One large study conducted by Dutch researchers found that men with chronically low cholesterol levels showed a consistently higher risk of having depressive symptoms.This may be because cholesterol affects the metabolism of serotonin, a substance involved in the regulation of your mood. On a similar note, Canadian researchers found that those in the lowest quarter of total cholesterol concentration had more than six times the risk of committing suicide as did those in the highest quarter.
Dozens of studies also support a connection between low or lowered cholesterol levels and violent behavior, through this same pathway: lowered cholesterol levels may lead to lowered brain serotonin activity, which may, in turn, lead to increased violence and aggression. And one meta-analysis of over 41,000 patient records found that people who take statin drugs to lower their cholesterol as much as possible may have a higher risk of cancer, while other studies have linked low cholesterol to Parkinson’s disease.

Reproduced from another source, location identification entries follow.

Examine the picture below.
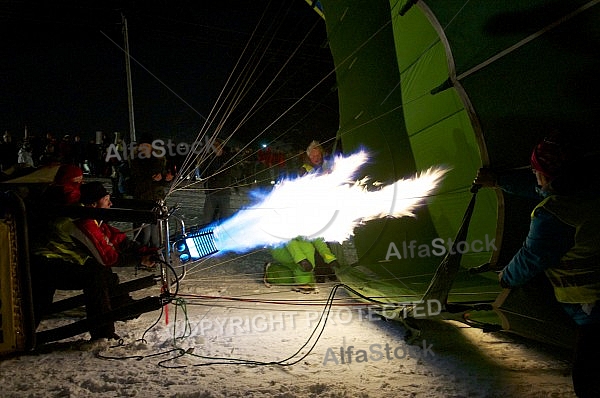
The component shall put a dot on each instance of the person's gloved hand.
(503, 284)
(305, 265)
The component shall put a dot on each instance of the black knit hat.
(91, 192)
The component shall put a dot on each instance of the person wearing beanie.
(563, 243)
(60, 261)
(111, 246)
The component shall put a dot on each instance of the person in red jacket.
(109, 245)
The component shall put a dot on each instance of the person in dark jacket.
(147, 178)
(564, 243)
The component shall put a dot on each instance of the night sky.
(63, 71)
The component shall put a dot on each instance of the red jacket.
(105, 238)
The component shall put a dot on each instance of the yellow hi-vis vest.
(61, 245)
(577, 278)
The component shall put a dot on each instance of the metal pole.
(129, 85)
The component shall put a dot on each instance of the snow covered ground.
(267, 343)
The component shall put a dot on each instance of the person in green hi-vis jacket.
(301, 263)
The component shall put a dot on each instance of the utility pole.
(129, 85)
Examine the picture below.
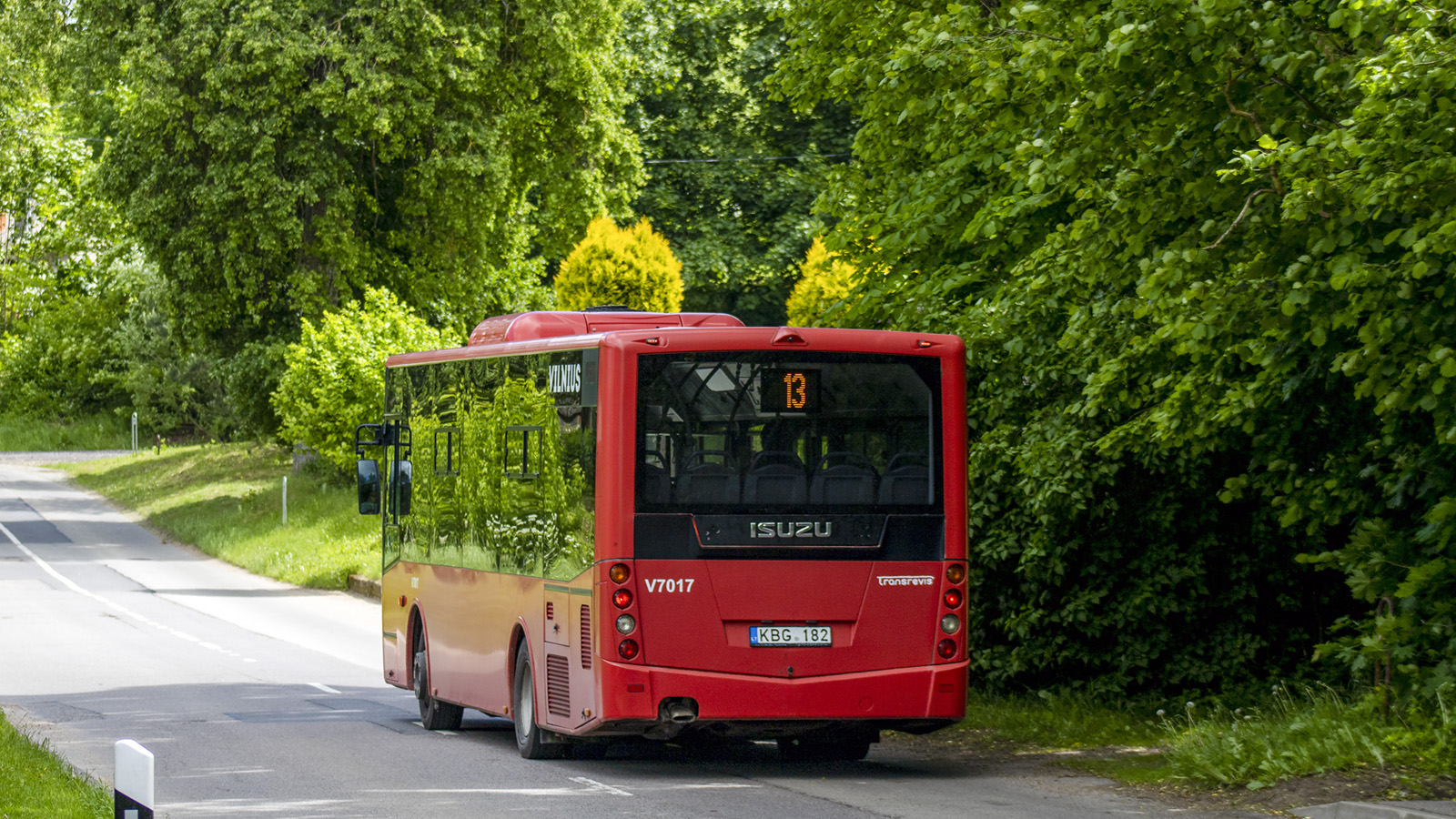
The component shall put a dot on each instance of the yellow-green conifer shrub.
(826, 280)
(632, 267)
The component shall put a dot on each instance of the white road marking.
(708, 785)
(113, 605)
(601, 785)
(593, 789)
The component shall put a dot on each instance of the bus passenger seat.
(775, 475)
(657, 486)
(844, 477)
(906, 480)
(705, 481)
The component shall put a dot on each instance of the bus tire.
(531, 739)
(434, 714)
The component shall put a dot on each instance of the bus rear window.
(740, 431)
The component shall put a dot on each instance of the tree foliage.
(824, 281)
(699, 106)
(1201, 256)
(611, 266)
(334, 376)
(274, 157)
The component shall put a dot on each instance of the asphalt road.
(266, 700)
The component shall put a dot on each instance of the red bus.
(674, 526)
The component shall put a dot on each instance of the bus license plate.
(790, 636)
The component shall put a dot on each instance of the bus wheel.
(827, 745)
(433, 713)
(531, 741)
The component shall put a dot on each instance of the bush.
(826, 281)
(62, 361)
(334, 376)
(632, 267)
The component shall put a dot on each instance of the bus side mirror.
(404, 487)
(368, 472)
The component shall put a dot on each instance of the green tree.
(611, 266)
(276, 157)
(699, 106)
(824, 281)
(1201, 257)
(334, 376)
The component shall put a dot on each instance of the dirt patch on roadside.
(979, 748)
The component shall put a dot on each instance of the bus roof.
(551, 324)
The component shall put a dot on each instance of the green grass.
(1285, 734)
(29, 435)
(228, 501)
(1059, 722)
(36, 784)
(1307, 732)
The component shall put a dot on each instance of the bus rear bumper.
(925, 693)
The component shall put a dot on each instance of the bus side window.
(448, 446)
(523, 452)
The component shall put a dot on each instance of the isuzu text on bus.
(674, 526)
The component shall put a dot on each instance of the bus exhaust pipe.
(673, 716)
(681, 712)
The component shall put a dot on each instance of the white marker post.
(133, 784)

Sally Fallon, the president of the Weston A. Price Foundation, and Mary Enig, Ph.D, an expert in lipid biochemistry, have gone so far as to call high cholesterol “an invented disease, a ‘problem’ that emerged when health professionals learned how to measure cholesterol levels in the blood.”

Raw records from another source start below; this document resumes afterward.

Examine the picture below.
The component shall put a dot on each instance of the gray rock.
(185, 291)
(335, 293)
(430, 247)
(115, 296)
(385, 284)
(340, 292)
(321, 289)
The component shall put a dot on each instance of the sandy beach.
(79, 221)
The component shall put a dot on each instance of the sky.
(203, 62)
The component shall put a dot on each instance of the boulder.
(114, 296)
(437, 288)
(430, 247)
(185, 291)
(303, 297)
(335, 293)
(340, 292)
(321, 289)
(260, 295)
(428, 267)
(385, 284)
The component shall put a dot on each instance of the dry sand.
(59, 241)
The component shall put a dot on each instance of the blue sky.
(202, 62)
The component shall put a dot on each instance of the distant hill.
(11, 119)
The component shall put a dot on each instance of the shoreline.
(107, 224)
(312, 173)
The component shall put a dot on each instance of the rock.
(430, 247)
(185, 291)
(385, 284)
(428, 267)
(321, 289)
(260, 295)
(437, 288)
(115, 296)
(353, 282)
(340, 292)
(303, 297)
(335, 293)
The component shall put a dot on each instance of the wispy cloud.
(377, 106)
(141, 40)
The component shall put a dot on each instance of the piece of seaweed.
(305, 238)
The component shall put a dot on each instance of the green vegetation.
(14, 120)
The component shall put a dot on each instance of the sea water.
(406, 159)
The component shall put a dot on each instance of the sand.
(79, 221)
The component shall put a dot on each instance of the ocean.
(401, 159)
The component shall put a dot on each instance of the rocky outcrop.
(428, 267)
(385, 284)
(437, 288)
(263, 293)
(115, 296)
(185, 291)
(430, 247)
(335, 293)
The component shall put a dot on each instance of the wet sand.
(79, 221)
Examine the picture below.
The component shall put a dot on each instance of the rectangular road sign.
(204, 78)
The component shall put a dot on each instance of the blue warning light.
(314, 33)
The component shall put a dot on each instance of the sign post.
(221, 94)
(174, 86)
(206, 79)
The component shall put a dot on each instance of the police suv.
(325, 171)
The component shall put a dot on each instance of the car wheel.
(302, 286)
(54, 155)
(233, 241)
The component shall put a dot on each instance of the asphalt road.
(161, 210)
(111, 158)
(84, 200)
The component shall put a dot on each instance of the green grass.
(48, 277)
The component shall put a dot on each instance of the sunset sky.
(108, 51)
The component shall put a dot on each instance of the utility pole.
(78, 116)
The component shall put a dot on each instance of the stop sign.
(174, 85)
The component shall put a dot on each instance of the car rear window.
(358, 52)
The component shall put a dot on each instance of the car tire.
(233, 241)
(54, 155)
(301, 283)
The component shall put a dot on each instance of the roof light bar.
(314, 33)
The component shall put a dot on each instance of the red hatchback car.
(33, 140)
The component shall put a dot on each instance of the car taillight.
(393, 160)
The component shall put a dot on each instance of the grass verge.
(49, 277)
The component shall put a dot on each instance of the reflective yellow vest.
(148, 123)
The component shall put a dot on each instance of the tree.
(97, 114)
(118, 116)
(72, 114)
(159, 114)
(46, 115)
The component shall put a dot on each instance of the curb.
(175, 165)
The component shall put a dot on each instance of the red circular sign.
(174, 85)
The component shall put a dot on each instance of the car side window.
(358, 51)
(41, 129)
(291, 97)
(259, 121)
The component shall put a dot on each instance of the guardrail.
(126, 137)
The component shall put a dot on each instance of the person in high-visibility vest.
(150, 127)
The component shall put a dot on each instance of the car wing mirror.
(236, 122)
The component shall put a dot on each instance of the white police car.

And this explanation is spot on.
If you have increased levels of cholesterol, it is at least in part because of increased inflammation in your body. The cholesterol is there to do a job: help your body to heal and repair.
Conventional medicine misses the boat entirely when they dangerously recommend that lowering cholesterol with drugs is the way to reduce your risk of heart attacks, because what is actually needed is to address whatever is causing the damage to your body — leading to increased inflammation and subsequently increased cholesterol.
As Dr. Rosedale so rightly points out:
“If excessive damage is occurring such that it is necessary to distribute extra cholesterol through the bloodstream, it would not seem very wise to merely lower the cholesterol and forget about why it is there in the first place. It would seem much smarter to reduce the extra need for the cholesterol — the excessive damage that is occurring, the reason for the chronic inflammation.”